30 Octobre 2006
J'avoue, elle me met hors de moi.
J'en ai marre de la retrouver recroquevillée tous les matins dans un coin du jardin. Cette nuit, elle a encore
Bavé sur l'appui de fenêtre. Vous souriez ! On voit que ce n'est
pas vous qui devez supporter son enfermement.
"Mon amour, lui ai-je dit,
Avant, nous formions un couple uni et tendre. Mais il m'est aujourd'hui pénible
d'avoir à subir votre réclusion volontaire. Lorsque j'ai
eu vent de vos intentions de vous soustraire aux obligations du mariage,
de vous à moi, poursuivis-je,
mon amour s'est muré dans une spirale de calcaire".
"Ne vous déplaise, à vous et à cette traînée qui vous suit toujours, me répondit-elle.
En dansant la Javanaise, vous pourrez peut-être retrouver les raisons pour lesquelles
nous nous aimions". Et elle se tut.
Le temps d'une chanson, je m'exécutais donc, buvant au passage un ptit gris de Toul
a votre santé, puisque vous me lisez.
Avis à la population, donc !
qu'avons nous comme constat : ma femme déteste porter des cornes, mais
nous, vu notre situation ? et croyez moi ce n'est pas le pied -,
de l'amour, nous nous sommes fort éloigné.

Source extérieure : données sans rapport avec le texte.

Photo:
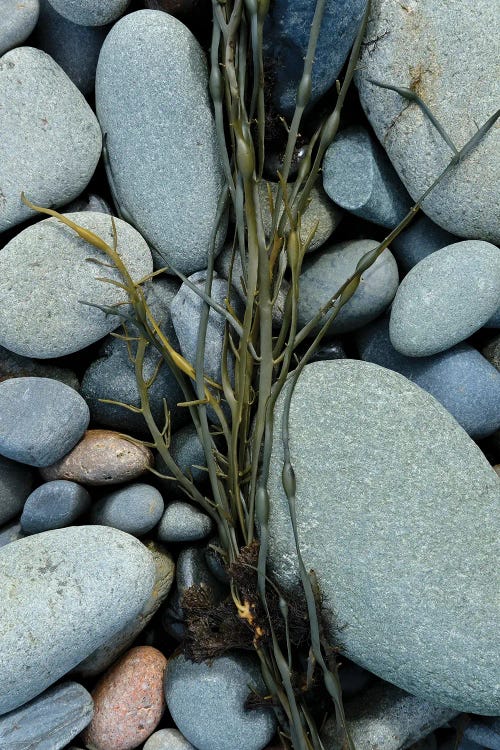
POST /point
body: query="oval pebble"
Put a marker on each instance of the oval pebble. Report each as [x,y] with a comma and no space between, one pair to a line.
[102,457]
[40,420]
[54,505]
[63,593]
[129,701]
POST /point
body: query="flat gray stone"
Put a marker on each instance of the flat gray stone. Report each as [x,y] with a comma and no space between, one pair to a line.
[153,103]
[51,140]
[445,298]
[49,721]
[443,52]
[41,310]
[18,21]
[63,594]
[40,420]
[325,272]
[207,703]
[397,512]
[358,176]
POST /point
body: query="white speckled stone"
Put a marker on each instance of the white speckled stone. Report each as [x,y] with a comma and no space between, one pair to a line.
[51,140]
[397,512]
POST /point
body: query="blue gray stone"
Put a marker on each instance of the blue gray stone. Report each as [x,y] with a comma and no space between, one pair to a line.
[286,36]
[397,511]
[40,420]
[63,594]
[54,505]
[445,298]
[51,140]
[182,522]
[136,509]
[325,272]
[432,49]
[16,482]
[207,703]
[460,378]
[49,721]
[152,101]
[41,301]
[18,21]
[90,12]
[386,717]
[74,47]
[358,176]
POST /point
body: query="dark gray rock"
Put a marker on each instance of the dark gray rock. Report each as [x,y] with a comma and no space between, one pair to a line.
[41,310]
[16,481]
[51,140]
[136,509]
[40,420]
[164,159]
[325,272]
[398,515]
[207,703]
[49,721]
[358,176]
[445,298]
[63,594]
[460,378]
[54,505]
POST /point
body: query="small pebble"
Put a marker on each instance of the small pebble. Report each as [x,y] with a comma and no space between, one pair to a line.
[129,701]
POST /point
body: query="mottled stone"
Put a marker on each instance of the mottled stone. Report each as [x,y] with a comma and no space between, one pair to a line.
[63,594]
[207,701]
[397,513]
[358,176]
[41,310]
[40,420]
[445,298]
[129,701]
[164,159]
[443,52]
[49,721]
[51,140]
[102,457]
[325,272]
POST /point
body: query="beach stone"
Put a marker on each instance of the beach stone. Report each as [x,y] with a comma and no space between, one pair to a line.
[445,298]
[182,522]
[460,378]
[386,717]
[54,505]
[325,272]
[74,47]
[286,36]
[136,509]
[49,721]
[164,159]
[90,12]
[398,516]
[207,702]
[129,701]
[18,21]
[64,593]
[105,655]
[40,420]
[442,53]
[51,138]
[16,482]
[102,457]
[41,310]
[358,176]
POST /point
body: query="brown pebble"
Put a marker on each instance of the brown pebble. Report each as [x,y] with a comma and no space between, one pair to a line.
[128,701]
[101,457]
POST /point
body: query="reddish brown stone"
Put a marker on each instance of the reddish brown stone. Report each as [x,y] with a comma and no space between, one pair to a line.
[128,701]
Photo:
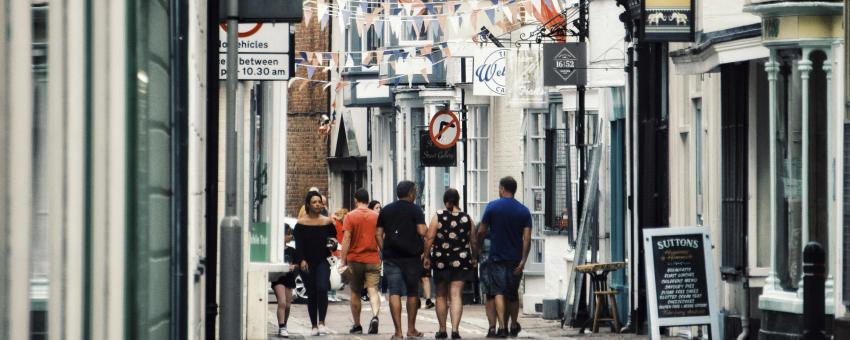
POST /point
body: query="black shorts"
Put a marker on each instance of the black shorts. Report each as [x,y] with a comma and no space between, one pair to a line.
[503,281]
[445,276]
[287,280]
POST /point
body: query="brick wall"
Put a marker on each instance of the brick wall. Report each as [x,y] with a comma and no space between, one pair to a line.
[307,164]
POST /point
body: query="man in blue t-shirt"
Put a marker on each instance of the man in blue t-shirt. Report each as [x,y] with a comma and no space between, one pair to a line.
[508,223]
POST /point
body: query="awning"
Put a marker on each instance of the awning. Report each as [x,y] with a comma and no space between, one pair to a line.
[720,47]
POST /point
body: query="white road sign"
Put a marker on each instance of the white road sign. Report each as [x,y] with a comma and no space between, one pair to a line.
[257,66]
[258,38]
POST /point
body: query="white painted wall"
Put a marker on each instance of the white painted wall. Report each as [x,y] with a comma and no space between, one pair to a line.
[717,15]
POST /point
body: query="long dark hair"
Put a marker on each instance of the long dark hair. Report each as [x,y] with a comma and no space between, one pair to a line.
[451,197]
[308,198]
[373,204]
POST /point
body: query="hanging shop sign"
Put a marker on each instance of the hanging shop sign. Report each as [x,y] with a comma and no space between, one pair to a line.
[490,75]
[265,10]
[667,20]
[680,279]
[263,51]
[432,156]
[444,129]
[564,64]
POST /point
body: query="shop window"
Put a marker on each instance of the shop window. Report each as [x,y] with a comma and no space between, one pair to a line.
[478,127]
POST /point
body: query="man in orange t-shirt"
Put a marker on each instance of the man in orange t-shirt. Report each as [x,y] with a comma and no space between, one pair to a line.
[361,253]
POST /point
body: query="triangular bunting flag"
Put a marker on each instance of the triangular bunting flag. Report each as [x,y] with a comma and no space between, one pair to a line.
[441,20]
[395,26]
[379,56]
[308,14]
[379,28]
[349,62]
[508,15]
[447,53]
[417,24]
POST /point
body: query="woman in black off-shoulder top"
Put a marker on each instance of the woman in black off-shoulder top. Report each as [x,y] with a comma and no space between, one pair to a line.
[315,238]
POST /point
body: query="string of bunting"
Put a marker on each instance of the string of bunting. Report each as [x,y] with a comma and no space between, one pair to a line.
[420,16]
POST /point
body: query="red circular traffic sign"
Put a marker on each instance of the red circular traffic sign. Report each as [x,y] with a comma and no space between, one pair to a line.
[444,129]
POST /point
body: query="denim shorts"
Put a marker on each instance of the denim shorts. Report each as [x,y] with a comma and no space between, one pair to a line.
[502,280]
[403,276]
[484,278]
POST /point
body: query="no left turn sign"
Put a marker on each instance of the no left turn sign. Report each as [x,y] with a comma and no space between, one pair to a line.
[444,129]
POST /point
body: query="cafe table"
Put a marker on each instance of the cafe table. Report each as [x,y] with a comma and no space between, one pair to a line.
[603,296]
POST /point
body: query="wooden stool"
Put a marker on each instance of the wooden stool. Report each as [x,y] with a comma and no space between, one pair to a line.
[612,309]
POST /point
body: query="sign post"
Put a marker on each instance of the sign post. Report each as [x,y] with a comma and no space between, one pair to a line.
[680,279]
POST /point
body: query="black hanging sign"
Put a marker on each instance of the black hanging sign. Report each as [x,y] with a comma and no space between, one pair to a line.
[432,156]
[680,279]
[564,64]
[667,20]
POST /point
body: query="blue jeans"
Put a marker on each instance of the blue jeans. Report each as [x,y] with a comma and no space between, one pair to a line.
[403,276]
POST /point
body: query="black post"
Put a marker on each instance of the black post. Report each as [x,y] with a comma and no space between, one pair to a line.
[814,276]
[580,143]
[210,263]
[463,137]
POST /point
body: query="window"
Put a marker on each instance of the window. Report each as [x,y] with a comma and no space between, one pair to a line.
[697,107]
[370,40]
[535,185]
[477,134]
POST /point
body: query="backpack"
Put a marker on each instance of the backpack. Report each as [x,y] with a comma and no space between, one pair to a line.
[404,242]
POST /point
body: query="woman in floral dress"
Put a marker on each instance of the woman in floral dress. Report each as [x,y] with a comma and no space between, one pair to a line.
[449,246]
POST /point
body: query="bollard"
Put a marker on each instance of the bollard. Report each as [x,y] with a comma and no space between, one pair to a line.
[814,276]
[230,323]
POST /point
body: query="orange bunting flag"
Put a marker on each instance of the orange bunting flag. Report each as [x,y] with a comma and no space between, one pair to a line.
[367,58]
[426,50]
[379,56]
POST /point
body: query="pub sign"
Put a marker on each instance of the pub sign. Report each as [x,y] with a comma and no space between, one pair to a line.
[668,20]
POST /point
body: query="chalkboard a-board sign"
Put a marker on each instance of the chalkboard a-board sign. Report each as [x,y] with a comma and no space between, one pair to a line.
[432,156]
[680,279]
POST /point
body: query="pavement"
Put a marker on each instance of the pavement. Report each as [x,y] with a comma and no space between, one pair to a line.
[473,324]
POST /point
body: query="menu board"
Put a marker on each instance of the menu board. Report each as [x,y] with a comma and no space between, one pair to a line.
[680,278]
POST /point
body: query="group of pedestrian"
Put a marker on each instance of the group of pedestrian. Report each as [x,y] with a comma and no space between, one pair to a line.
[396,241]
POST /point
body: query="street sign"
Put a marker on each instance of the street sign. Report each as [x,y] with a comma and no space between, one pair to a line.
[256,66]
[680,279]
[564,64]
[444,129]
[263,51]
[432,156]
[257,38]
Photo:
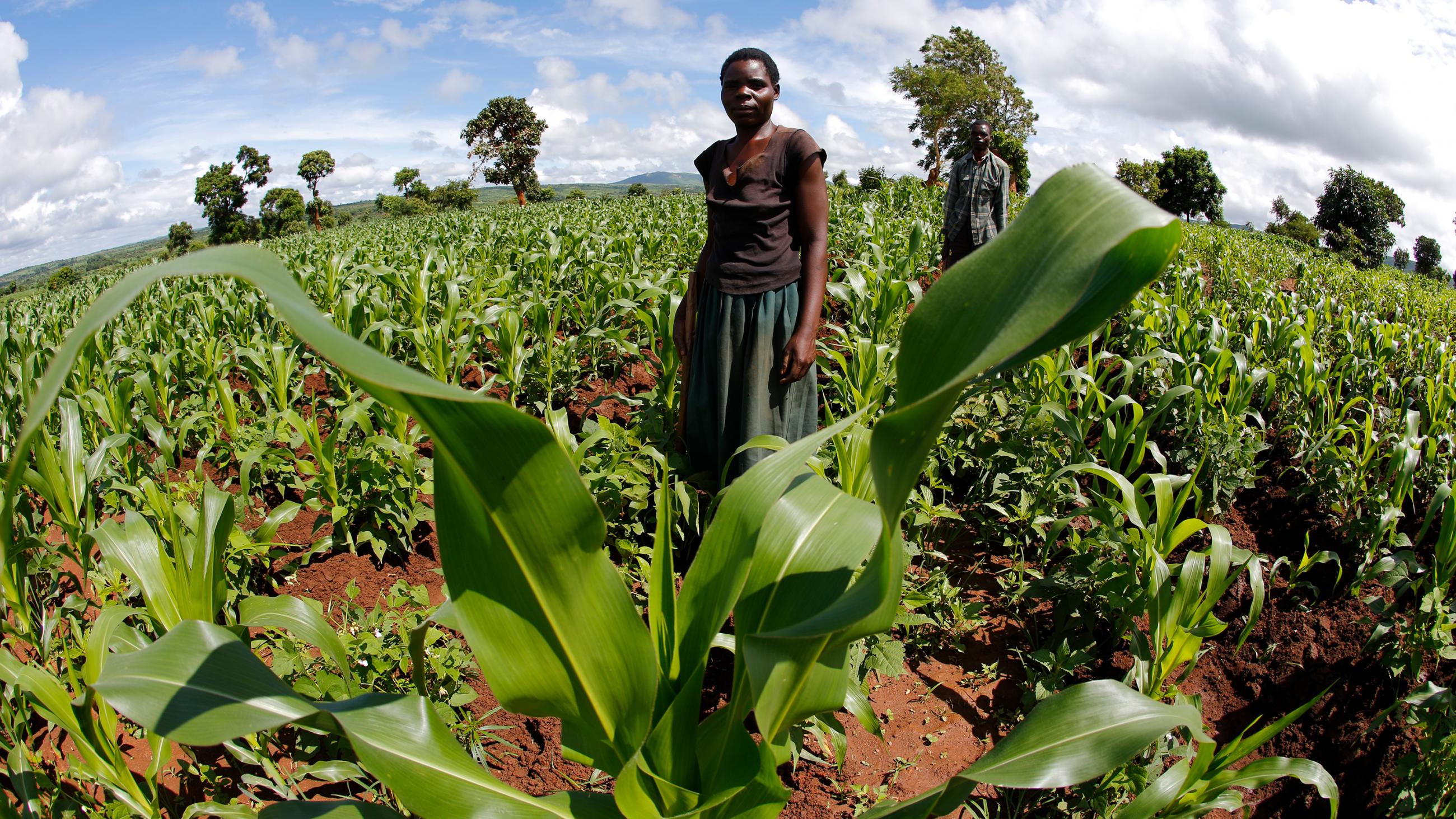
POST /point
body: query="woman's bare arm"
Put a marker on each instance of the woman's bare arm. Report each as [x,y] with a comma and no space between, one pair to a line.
[811,212]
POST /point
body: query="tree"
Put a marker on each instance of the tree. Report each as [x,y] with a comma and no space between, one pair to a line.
[453,195]
[322,213]
[404,178]
[283,212]
[504,140]
[255,166]
[1359,207]
[312,168]
[962,81]
[180,239]
[1190,185]
[222,195]
[63,277]
[1429,258]
[871,178]
[1141,176]
[1014,153]
[1292,224]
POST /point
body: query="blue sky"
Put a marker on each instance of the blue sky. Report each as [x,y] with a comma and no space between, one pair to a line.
[110,110]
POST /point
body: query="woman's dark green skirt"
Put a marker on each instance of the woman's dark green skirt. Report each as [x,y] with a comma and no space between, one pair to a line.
[734,392]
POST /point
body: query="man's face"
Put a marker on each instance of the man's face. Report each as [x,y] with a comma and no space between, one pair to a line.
[982,139]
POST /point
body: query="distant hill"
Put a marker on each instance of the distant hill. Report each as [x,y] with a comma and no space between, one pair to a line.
[657,182]
[664,178]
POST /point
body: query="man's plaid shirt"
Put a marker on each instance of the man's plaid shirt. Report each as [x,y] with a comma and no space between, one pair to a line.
[977,198]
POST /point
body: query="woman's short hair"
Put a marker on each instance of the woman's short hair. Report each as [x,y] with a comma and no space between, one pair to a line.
[744,54]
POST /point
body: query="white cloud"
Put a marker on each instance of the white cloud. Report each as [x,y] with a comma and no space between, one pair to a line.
[644,13]
[212,63]
[458,83]
[293,54]
[401,38]
[477,20]
[56,178]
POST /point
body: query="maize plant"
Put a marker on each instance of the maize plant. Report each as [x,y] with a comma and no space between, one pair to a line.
[802,568]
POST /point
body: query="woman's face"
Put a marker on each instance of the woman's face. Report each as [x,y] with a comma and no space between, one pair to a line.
[749,93]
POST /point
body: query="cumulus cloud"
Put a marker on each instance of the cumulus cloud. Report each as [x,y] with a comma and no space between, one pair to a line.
[54,172]
[477,20]
[1270,88]
[644,13]
[458,83]
[212,63]
[293,54]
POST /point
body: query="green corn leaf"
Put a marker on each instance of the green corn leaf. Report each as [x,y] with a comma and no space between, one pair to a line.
[1066,740]
[402,741]
[813,541]
[305,620]
[519,533]
[1079,251]
[340,809]
[198,686]
[1264,771]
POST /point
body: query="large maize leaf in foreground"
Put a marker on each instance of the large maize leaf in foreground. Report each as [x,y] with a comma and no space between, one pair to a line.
[554,625]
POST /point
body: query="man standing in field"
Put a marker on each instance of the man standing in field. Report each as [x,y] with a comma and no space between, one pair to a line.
[977,198]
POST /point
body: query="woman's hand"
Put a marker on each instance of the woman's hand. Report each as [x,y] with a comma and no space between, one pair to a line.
[797,358]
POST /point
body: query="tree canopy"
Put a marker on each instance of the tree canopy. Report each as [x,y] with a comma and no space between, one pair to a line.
[455,195]
[962,81]
[223,195]
[312,168]
[1190,185]
[180,239]
[504,140]
[1292,224]
[282,213]
[871,178]
[63,277]
[1429,258]
[1141,176]
[1356,213]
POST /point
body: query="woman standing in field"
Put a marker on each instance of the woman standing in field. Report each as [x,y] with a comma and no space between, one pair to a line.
[748,325]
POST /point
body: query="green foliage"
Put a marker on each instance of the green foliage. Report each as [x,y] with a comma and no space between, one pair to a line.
[519,528]
[223,195]
[180,237]
[1356,213]
[1429,258]
[1188,184]
[504,140]
[871,178]
[405,179]
[1014,153]
[1142,178]
[1292,224]
[962,81]
[314,168]
[64,277]
[453,195]
[283,213]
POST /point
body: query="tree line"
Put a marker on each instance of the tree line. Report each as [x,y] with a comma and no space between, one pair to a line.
[962,81]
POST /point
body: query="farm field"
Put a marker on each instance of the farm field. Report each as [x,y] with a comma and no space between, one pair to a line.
[1231,499]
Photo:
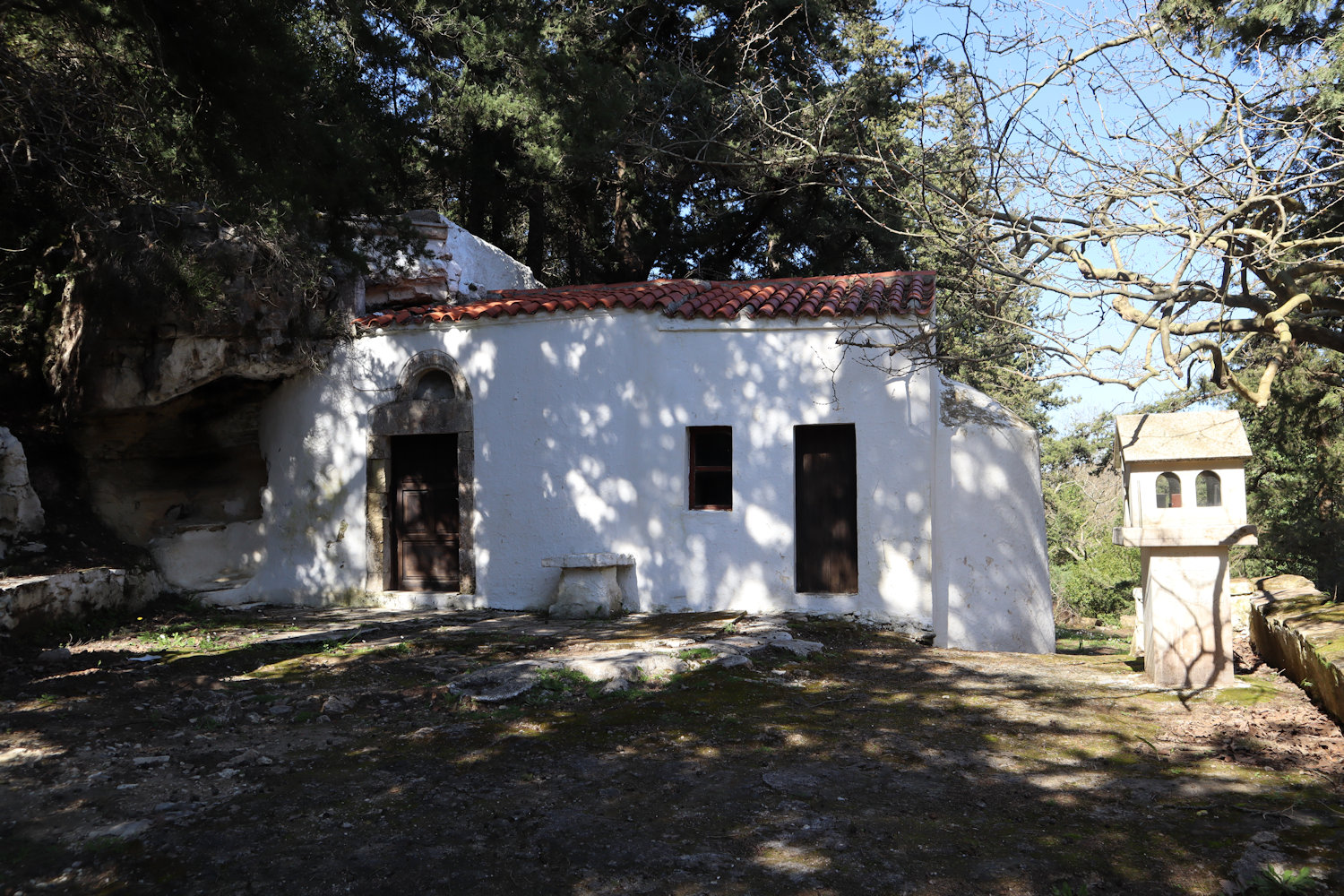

De vous lecteur, aussi, qui ne comprenez rien
à moi, à ma femme, à notre langueur.
Vous m'a-ccorderez que cette danse a quelque chose d'incongru. Vous a
vez eu une moue de dégoût devant mes tentatives de retrouver
mon amour perdu.
Hélas, tout semblait fini. Mais quand je dansais, il m'est venu le souvenir qu'en
avril, ma femme n'avait pas cette appendice proéminent. Je l'observe attentivement mais
en vain, je ne retrouve pas ses formes d'antan. Cette indifférence qu'elle
me voue, n'a-t-elle pas des raisons physiologiques. Une allergie
à l'amour, ou l'excès de feuille de rhubarbe ? Que sais-je ? A peine
j'avais remisé mes pensées, que j'eus soudain une terrible
envie d'uriner dans le jardin. Le temps de m'arracher à ma confortable position,
de voir avec surprise que moi-même j'avais perdu ce qui faisait la fierté de mon sexe -
en vous parlant de ces choses intimes, je me sens si fragile, si friable! -,
cet amour- me dis-je, n'est peut-être pas mort.
La vie : mode d'emploi illisible.
Ne vaut -il pas mieux improviser plutôt que
d'être collé au script ? La vie ne vaut d'être
vécue
sans amour,
Mais elle n'est pas à sens unique.
Vous qui portez le fardeau de votre existence, ne vous renfermez-pas dans votre coquille. Vous
l'avez compris, ce qui n'est pas
voulu, peut-être adopté.
Mon amour me l'a dit, le temps d'une danse.